MFR: JIS K7210-1999 (190 ° C., 2160 g load)

(2) Physical property evaluation method (2-1) Preparation of compound A kneading was made by a conventional method using a BB-4 Banbury mixer manufactured by Kobe Steel Co., Ltd. with a filling rate of 70%. B kneading used for evaluation was prepared by kneading a vulcanizing agent and a vulcanization accelerator with a 6-inch roll at 40 ° C.

(2-2) Unvulcanized physical properties Using a torsional vibration type flat plate die vulcanization tester, measurement was performed at 160 ° C. for 60 minutes and at an amplitude of 0.5 °.

(2-3) Vulcanized Physical Properties Samples obtained by press vulcanizing the B-kneaded compound prepared by the procedure of (2-1) under conditions of primary vulcanization at 160 ° C. for 20 minutes were evaluated by the following tests.
(A) Tensile test: Measured according to JIS K6251.
(B) Hardness test: Measured according to JIS K6253.
(C) Compression set test: Measured under conditions of 70 ° C. and 70 hours in accordance with JIS K6262.
(D) Aging test: Measured under conditions of 70 ° C. and 70 hours in accordance with JIS K6257.

[Example 1]
A kneaded compound was prepared using 100 parts by weight of SBR shown in Table 1, 5 parts by weight of EVA, 50 parts by weight of silica, 2 parts by weight of stearic acid, 3 parts by weight of diethylene glycol and 3 parts by weight of ZnO, and then 1.4 parts by weight of sulfur, A B-kneaded compound was obtained by blending 1.7 parts by weight of CBS and 2 parts by weight of DPG. The unvulcanized physical properties and vulcanized physical properties were measured. The blending composition is shown in Table 2, and the physical property evaluation results of the compound are shown in Table 3.

[Example 2]
In Example 1, it replaced with 5 weight part of EVA, and carried out similarly to Example 1 except having used 5 weight part of EEA. The blending composition is shown in Table 2, and the physical property evaluation results of the compound are shown in Table 3.

[Comparative Example 1]
In Example 1, it carried out like Example 1 except not having mix | blended EVA. The blending composition is shown in Table 2, and the physical property evaluation results of the compound are shown in Table 3.

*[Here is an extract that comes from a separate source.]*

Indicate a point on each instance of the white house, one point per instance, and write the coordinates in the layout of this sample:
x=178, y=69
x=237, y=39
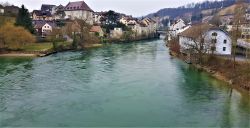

  As is clear from the comparison of Examples 1 and 2 and Comparative Example 1 in Table 3, it can be seen that mechanical strength, compression set, heat aging resistance and the like are improved by blending EVA and EEA.

Claims (8)

  0.1 to 50 parts by weight of ethylene / vinyl acetate copolymer and / or ethylene / (meth) acrylic acid ester copolymer, 5 to 100 parts by weight of silica and vulcanized to 100 parts by weight of the sulfur vulcanizable polymer. A rubber composition for vulcanization comprising 0.1 to 20 parts by weight of a sulfurizing agent.   The rubber composition for vulcanization according to claim 1, further comprising a rubber compounding agent.   The rubber composition for vulcanization according to claim 2, wherein the rubber compounding agent is selected from a filler, a vulcanization accelerator, an activator, a softener, a plasticizer, a silane coupling agent and an anti-aging agent.   4. The rubber composition for vulcanization according to claim 1, wherein the sulfur-capable polymer is a diene polymer or copolymer.   The diene polymer or copolymer is a polybutadiene rubber, styrene / butadiene copolymer rubber, acrylonitrile / butadiene copolymer rubber, natural rubber, polyisoprene rubber, butyl rubber, chloroprene rubber, ethylene / propylene / diene copolymer rubber or norbornene copolymer. The rubber composition for vulcanization according to claim 4, which is a polymer selected from polymer rubber.   2. The ethylene / vinyl acetate copolymer has a vinyl acetate content of 1 to 50% by weight and a melt flow rate at 190 ° C. and a load of 2160 g measured according to JIS K7210-1999 of 0.1 to 3000 g / 10 min. The rubber composition for vulcanization | cure of -5.   The ethylene / (meth) acrylic acid ester copolymer has a (meth) acrylic acid ester content of 1 to 50% by weight, a melt flow rate at 190 ° C. and a load of 2160 g measured according to JIS K7210-1999 is 0.1 to 3000 g / 10. The rubber composition for vulcanization according to claim 1, wherein the rubber composition is for vulcanization. A vulcanized rubber composition obtained by vulcanizing the rubber composition for vulcanization according to claim 1.